Earlier on, the French President had made threats to boycott the Olympics ceremony and that his attendance will depend on the progress of the latest talks between the Chinese government and the private representative of the Dalai Lama. Sarkozy has told the French media that he will make a decision at the G8 Summit in Japan this weekend.

The Chinese people are united in its opinion that Sarkozy’s remarks are “extremely unfriendly” and unbecoming from a politician who is supposed to be a matured, responsible and a thoughtful diplomat, who needs to take into consideration the overall Chinese people feelings against the Tibetans minority while making comment on the issue.

Last week, two rude US Congressmen visited China and told the media that they will lobby for the US President not to attend the opening ceremony as a sign of a snub for not being able to meet certain Chinese human rights activists.

As an observer, I strongly believe that the Chinese government will not be easily intimidated by such “threats” or relented from such childish “political black-mailed” techniques used by the Western world.
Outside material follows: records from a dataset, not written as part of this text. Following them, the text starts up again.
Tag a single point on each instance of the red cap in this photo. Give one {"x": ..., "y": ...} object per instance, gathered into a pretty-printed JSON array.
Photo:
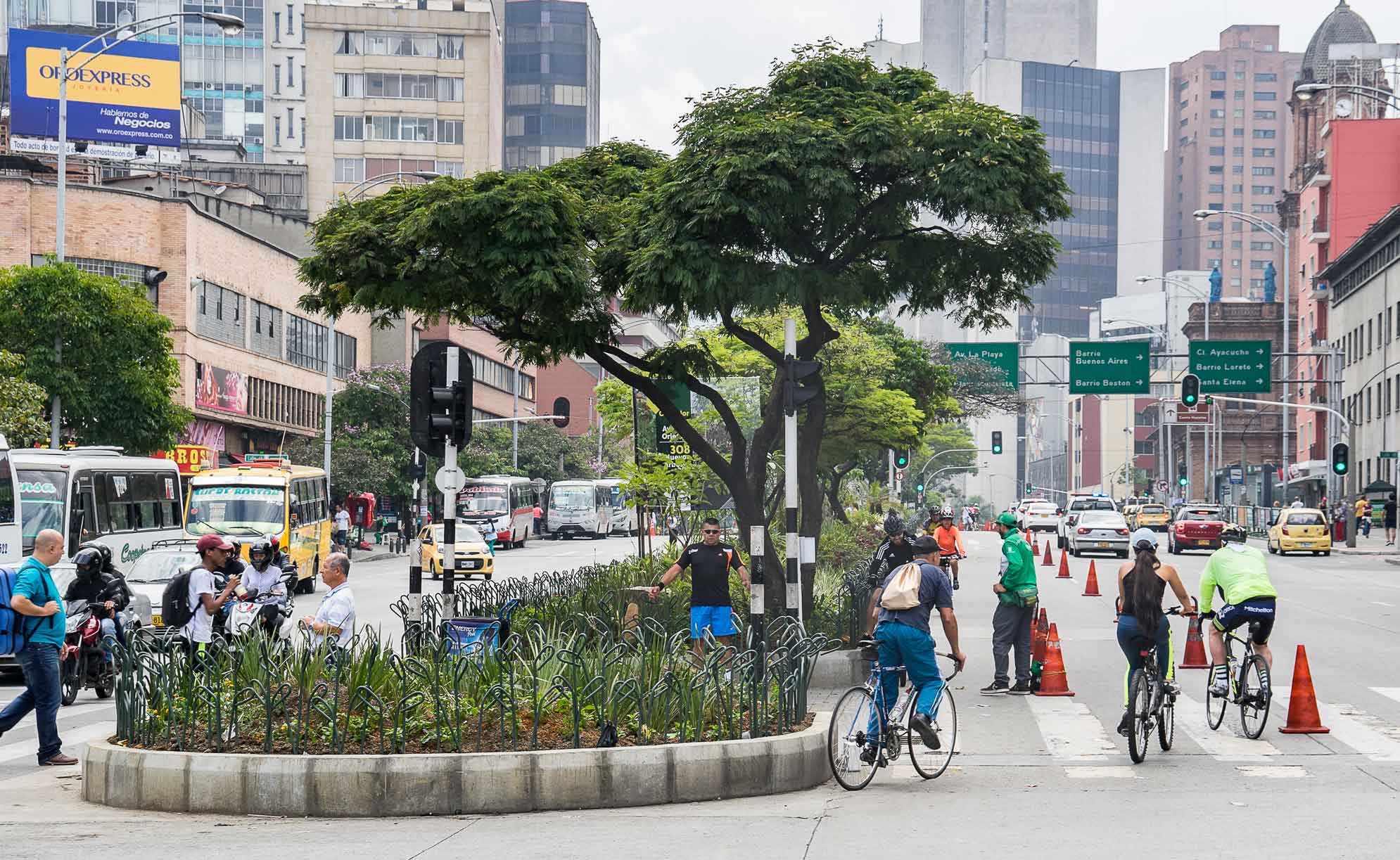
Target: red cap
[{"x": 213, "y": 541}]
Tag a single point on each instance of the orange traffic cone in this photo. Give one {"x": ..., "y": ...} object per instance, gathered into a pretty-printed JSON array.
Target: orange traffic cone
[
  {"x": 1302, "y": 701},
  {"x": 1195, "y": 653},
  {"x": 1091, "y": 585},
  {"x": 1053, "y": 681}
]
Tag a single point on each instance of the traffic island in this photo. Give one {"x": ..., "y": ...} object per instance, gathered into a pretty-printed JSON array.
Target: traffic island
[{"x": 367, "y": 786}]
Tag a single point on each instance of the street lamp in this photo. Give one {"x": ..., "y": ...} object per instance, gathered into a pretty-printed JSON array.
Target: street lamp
[
  {"x": 1202, "y": 214},
  {"x": 231, "y": 25}
]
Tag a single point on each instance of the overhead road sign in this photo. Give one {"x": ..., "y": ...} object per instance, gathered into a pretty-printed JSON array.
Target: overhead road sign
[
  {"x": 1005, "y": 357},
  {"x": 1233, "y": 366},
  {"x": 1109, "y": 368}
]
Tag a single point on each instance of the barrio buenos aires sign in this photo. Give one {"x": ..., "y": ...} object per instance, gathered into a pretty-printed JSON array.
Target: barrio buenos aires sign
[{"x": 128, "y": 96}]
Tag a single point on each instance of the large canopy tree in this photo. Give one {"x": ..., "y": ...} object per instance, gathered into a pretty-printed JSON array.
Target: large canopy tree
[{"x": 836, "y": 189}]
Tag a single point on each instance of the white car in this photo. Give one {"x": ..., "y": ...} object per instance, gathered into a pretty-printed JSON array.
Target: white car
[
  {"x": 1071, "y": 515},
  {"x": 1100, "y": 532},
  {"x": 1041, "y": 516}
]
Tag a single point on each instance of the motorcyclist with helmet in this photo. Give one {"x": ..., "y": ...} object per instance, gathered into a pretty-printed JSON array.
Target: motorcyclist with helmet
[{"x": 97, "y": 582}]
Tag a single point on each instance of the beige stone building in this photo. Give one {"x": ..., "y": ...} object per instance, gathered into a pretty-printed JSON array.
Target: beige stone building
[
  {"x": 402, "y": 89},
  {"x": 253, "y": 366}
]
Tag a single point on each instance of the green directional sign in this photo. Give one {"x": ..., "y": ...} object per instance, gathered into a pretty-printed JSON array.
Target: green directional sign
[
  {"x": 1240, "y": 367},
  {"x": 1109, "y": 368},
  {"x": 1005, "y": 357}
]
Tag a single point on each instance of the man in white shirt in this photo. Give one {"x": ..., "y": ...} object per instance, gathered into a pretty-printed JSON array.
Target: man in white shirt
[
  {"x": 199, "y": 629},
  {"x": 335, "y": 618}
]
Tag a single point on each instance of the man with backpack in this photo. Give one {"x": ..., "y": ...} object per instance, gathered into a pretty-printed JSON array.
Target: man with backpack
[
  {"x": 35, "y": 601},
  {"x": 905, "y": 603}
]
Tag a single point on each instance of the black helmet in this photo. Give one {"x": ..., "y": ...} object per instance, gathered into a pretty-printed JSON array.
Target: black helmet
[
  {"x": 260, "y": 554},
  {"x": 89, "y": 563}
]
This is international politics and it is not a household education strategy like what a parent would say to his kid, “If you don’t behave, I would not buy you an ice cream”. It will never work in international political diplomacy and furthermore, China is a huge and influential country and even Myammar, Iran or Zimbabwe had not relented with the many economic sanctions initiated by the West.

I am now telling those anti-China supporters and Chinese bashers that China is not begging for these top politicians and celebrities to attend the Olympics Ceremony and if they attend then it is fine and good and if they do not attend, then it will not have any repercussions on the Games.

In fact, this is the coming out party not only for the Chinese in China but also, for all people of Chinese origins throughout the world. From what I have gathered, the Asian people are also SOLIDLY behind China hosting of the Olympics this August.

Go China go! Make it a truly remarkable and the best Olympics the world has ever seen.